さて、このような大学の改組に伴う統合にありがちなのは、それぞれの分野の統合は「学生に任せる」というものではないだろうか。つまり、色々な分野の先生が集まっているんだから学生は様々な分野の知識や実践知を吸収し、自分で統合していくはずだという期待だ。でも、異なる分野の学術知の統合は、統合される過程や統合に向けた態度の学習がなければ、そう簡単にはできないと(これまでの経験から)僕は思う。

平たく言えば、教員同士がお互いの知に出会う楽しさ知り、実践しなければ、学生はそれを学ぼうとしないと思う。だからこそ、新学科には教員同士がお互いの実践知を理解し合う、そしてその理解し合う様子を学生が理解する時間が必要だと思っていた。

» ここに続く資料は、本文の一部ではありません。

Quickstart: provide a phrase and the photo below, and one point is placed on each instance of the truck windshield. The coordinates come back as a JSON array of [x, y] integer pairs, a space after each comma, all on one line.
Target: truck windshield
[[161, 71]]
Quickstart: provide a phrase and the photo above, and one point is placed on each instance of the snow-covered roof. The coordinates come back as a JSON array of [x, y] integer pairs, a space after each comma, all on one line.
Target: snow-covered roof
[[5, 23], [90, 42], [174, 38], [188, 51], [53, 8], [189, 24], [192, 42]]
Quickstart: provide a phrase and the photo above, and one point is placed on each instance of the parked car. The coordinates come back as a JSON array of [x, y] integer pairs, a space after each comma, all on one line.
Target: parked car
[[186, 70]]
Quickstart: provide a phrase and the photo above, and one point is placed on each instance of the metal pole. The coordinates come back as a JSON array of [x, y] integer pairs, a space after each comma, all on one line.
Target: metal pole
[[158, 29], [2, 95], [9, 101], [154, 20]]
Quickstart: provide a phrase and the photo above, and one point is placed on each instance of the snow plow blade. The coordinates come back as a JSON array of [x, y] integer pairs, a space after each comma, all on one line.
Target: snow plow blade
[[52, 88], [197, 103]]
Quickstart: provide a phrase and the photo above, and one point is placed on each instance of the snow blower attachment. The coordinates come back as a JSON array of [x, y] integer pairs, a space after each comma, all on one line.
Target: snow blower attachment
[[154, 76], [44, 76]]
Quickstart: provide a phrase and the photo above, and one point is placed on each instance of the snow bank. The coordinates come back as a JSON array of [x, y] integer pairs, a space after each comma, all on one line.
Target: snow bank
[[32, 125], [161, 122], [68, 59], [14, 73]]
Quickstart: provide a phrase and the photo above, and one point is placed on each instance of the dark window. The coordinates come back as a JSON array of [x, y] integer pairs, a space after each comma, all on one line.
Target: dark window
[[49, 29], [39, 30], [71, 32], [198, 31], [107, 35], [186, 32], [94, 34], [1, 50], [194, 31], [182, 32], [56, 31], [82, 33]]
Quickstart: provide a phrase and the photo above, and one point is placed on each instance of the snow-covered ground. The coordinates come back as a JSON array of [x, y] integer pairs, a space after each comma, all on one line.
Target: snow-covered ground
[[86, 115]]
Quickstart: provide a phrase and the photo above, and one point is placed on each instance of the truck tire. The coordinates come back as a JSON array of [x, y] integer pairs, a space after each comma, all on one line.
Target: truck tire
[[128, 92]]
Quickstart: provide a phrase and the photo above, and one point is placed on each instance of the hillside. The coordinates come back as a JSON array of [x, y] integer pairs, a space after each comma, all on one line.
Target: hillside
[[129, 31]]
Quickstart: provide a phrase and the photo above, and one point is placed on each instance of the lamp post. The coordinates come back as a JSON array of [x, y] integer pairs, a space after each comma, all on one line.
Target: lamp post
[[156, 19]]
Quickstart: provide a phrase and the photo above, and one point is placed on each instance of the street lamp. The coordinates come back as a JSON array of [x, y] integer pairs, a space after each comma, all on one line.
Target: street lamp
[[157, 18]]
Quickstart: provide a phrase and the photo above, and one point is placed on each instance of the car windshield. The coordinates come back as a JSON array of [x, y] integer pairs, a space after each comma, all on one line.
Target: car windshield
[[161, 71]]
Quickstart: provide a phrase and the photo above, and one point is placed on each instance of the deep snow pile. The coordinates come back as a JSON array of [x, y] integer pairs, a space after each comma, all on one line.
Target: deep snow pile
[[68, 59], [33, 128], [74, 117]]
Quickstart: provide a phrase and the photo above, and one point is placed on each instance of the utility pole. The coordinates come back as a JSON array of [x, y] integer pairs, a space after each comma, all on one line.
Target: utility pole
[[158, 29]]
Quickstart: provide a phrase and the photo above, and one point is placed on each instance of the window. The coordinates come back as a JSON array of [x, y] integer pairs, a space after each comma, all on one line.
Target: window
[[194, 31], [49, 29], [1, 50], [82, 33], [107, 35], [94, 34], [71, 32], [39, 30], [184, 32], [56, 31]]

今年から始めた授業、「芸術未来学」は所属する芸術学科の全教員を1人ずつお招きし、ライターの橋口博幸さんと僕が聞き手となって根掘り葉掘り聞いていく授業だ。もう10年も同じ職場にいる方なのに、100分間話すと知らないことばかりだ。作品や成果だけでなく、どのようにそれらが生まれたのか内的動機が語り出される瞬間がとにかく面白い。(学生さんが面白いかどうかはわからないが…!)

ライターの橋口さんはライフヒストリーインタビューの経験も豊富なので、タモリさんみたいに「へぇ~」「ほぉ~」とか言いながら自然な語り出しを促す。鹿児島から参加しているのもいい感じ。授業は録画していて(ある程度は)自動文字起こしされる。その内容を参考に学生グループが交代で聞き書き調で原稿・記事化している。今後はWEBに公開する(予定)。

僕はこの授業を終えるまで13名と1400分(約24時間)対談できることになる。来年度はおそらく別な先生が聞き手役として担当されるはず。それを数年繰り返せばそれなりの対話の時間になるはずだ。